". . . . . . the grace,

The golden smile of June,

With bloom and sun in every place,

And all the world in tune."

Butterflies flit idly by—dark-winged peacocks, soft brown tortoise-shells, pale yellow brimstones like flying gleams of sunshine. The apple boughs are fretted all over with fine points of green, the purple mist round the heads of the great elms deepens in the warm air, the old hedge-row wears already the bright garb of spring. The air is full of spring time, of the breath of primroses and violets, full of pleasant sounds of country life, of the wakening of the world, of the happy voices of a hundred birds, whose glad hearts are revelling in the golden weather.

The birds know well this sunny hollow. Here spring comes early, and summer lingers late. While the fields without are white with wintry rime,

". . . here the glancing sunbeams throng,

And tasselled larches droop to hear

A grace of fleeting song."

To-day, on every side, the feathered woodlanders are stirring. From an old Scotch fir that towers out of the hedge-row—its dark shape showing like a shadow through the leafless boughs of the apple-trees—falls the rich music of a blackbird's song, clear and wild and flute-like. He is a noble singer; less great, indeed, than the song-thrush, but yet a master of his art. And there are those who hold that there is more beauty in the depth and richness, in the power and passion, of his few brief bars, than in all the magnificent anthem of his rival. Farther off, low down in a leafless elm by the border of the orchard, is the thrush himself, flooding the whole glade with his wonderful melody. Over and over there sounds the polished lyric of the wren; over and over again the metallic clink of a coaltit rings out above the plaintive carol of the robin, the sober ditty of the hedge-sparrow. Over all the fields the larks are singing. In the hedges that skirt the orchard sounds the sweet cadence of the chaffinch, the wild warble of the missel-thrush, at times the ringing call of some light-hearted oxeye. From farther up the hollow, from his sanctuary in the old, neglected wilderness of unpruned, lichen-coated trees, floats down the soft laugh of a woodpecker, a mellow sound, a note of peace and solitude, and sylvan greenness. Is it only fancy that here, among these hills, in this sweet country air, among these untarnished immemorial elms, there is more melody in the skylark's song, that there is a finer tone in the cool, clear singing of the robin, that there is a touch of music in the chatter of the very sparrows? But hark, a fainter note floats lightly down from the tree-tops; a note not strong or musical, but heard through all the blended harmonies of a score of singers.

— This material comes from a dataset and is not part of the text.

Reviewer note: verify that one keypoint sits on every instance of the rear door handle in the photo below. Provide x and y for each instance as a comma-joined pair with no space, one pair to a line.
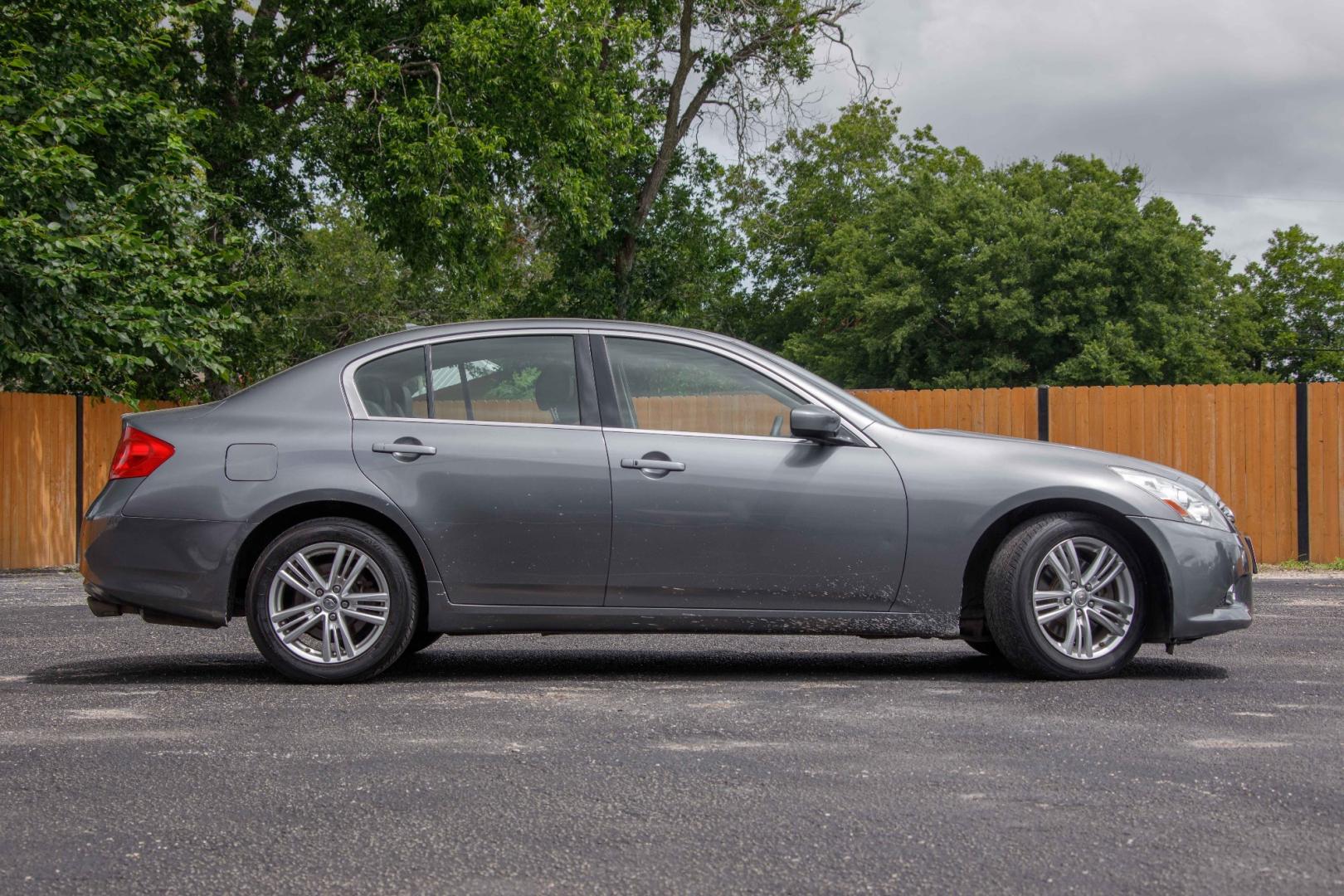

It is the call of the chiff-chaff, the first returning wanderer from the warm south, fresh from the orange groves of Sorrento, or the sunny slopes of the Sabine hills. When his small figure shows presently against the dark foliage of a Scotch fir, there is that about him which seems to suggest that he is well content with his home-coming, even though woods are bare and skies are cheerless. He flutters up and down among the branches, never still for a moment. Even when he pauses,—looking like a point of light against the sombre leaves behind him,—to call his own name over and over, it is easy to see that his whole small figure is trembling with the ardour of his eager little soul.